I think that the message of Chopin’s music also includes – apart from universal and purely musical values ​​- deep patriotic meaning, that are especially clear to Polish recipients. We find a similar message in works by great Polish poets from the circle of Great Emigration in Paris: Adam Mickiewicz, Juliusz Słowacki, and Cyprian Kamil Norwid. Chopin’s genius can be found in clear sounds, there is no need for words, he managed to embrace the same message in his music as poets did in Polish Romantic literature.

Chopin on His Deathbed, by Teofil Kwiatkowski, 1849 (public domain)

In Roman Polański’s film “The Pianist” there is an authentic scene when Władysław Szpilman plays the Ballade in G minor in the presence of a German officer in the ruins of a Warsaw destroyed by the Germans. This moving image is probably great proof of the greatness of Chopin’s work.  This is the “cannon” Schumann wrote about.

This scene is emotionally moving when, in the presence of the executioner and the victim – in an almost inhuman situation – the music that comes from beneath his hands is a pure message of freedom.
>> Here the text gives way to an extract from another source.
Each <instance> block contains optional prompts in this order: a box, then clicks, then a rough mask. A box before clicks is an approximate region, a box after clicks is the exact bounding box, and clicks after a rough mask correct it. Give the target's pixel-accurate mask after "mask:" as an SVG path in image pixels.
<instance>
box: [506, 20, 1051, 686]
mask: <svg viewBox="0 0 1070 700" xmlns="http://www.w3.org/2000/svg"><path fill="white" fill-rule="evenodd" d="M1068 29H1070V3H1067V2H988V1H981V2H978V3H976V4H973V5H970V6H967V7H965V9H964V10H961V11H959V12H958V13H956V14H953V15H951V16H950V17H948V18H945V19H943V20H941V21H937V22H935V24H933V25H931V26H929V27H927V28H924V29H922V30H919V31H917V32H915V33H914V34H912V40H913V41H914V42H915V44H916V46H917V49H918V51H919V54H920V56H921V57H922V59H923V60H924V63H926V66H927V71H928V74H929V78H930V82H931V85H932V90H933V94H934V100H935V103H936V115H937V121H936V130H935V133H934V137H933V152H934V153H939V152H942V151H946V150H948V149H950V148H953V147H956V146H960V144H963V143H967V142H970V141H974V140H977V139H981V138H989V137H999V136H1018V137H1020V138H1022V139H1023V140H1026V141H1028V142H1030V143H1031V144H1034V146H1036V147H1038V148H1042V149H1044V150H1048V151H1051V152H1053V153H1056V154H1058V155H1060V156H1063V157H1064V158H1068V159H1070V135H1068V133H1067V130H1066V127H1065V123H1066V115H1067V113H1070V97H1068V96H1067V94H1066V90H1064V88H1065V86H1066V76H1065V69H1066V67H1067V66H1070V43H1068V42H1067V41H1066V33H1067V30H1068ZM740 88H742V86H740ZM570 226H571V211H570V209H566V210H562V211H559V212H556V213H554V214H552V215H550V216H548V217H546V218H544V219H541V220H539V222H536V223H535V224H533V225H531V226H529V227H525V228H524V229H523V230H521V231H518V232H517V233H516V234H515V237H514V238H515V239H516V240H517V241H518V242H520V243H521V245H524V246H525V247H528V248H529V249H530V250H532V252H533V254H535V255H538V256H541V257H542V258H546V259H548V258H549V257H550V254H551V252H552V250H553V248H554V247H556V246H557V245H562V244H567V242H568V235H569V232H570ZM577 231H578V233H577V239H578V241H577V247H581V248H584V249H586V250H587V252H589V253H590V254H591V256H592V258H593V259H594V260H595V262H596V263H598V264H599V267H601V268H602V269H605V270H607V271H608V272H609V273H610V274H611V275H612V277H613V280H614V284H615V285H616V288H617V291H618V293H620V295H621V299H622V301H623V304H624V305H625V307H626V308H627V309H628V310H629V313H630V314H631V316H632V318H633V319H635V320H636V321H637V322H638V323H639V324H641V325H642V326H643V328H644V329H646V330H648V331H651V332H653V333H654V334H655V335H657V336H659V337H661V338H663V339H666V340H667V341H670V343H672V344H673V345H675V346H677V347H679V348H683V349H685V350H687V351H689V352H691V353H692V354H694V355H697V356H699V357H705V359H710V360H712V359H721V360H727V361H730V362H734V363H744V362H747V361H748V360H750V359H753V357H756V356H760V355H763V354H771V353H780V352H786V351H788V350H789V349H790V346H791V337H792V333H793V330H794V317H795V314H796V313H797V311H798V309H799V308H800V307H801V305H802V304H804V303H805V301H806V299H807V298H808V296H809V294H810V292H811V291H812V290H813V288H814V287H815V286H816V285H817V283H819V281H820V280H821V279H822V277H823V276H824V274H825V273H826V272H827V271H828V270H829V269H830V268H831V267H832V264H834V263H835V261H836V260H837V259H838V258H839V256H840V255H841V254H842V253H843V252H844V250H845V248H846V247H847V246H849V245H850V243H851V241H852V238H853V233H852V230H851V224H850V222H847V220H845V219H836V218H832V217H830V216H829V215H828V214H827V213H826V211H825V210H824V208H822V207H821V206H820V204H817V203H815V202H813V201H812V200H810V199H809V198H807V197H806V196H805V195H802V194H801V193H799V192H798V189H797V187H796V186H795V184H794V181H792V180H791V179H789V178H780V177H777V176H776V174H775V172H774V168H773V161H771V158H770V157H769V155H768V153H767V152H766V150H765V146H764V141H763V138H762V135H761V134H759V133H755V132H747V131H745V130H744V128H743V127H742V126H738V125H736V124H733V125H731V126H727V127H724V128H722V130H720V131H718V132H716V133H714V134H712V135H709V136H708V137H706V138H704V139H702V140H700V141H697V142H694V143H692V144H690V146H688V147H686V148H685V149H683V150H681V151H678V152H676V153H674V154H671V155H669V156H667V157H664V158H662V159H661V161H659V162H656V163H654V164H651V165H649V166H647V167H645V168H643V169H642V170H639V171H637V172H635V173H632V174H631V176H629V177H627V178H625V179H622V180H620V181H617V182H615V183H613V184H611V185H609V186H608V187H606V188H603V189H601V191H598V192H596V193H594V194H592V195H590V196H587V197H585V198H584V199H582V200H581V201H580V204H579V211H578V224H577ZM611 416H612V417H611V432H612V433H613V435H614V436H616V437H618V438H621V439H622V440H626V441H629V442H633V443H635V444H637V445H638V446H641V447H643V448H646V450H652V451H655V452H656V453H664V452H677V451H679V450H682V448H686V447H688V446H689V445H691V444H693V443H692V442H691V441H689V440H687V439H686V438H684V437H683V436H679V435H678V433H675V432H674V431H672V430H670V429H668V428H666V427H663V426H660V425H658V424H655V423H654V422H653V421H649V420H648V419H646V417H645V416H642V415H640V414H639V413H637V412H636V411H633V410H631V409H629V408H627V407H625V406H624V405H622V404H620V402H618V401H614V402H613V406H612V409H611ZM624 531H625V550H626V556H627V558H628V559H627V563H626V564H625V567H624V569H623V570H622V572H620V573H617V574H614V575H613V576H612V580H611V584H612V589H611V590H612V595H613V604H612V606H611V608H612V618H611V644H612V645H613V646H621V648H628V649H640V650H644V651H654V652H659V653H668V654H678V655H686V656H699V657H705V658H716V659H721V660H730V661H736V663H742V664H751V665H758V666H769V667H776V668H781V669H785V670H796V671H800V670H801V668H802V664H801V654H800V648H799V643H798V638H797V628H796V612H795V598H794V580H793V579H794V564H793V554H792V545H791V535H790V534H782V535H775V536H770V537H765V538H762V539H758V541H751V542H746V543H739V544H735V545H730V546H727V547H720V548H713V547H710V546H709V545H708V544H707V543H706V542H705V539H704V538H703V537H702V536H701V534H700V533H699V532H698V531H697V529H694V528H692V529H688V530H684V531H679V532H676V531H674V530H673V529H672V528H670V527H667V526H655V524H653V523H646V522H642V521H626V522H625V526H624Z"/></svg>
The celebration of the 210th anniversary of Fryderyk Chopin’s birthday coincides with the 18th International Chopin Piano Competition.  In Poland, one can often hear opinions on the performances of particular participants, who often lack musical education…

This is probably the best testimony to the clearness and feeling of understanding of Chopin’s music and its power, which unites a large group of listeners around the world.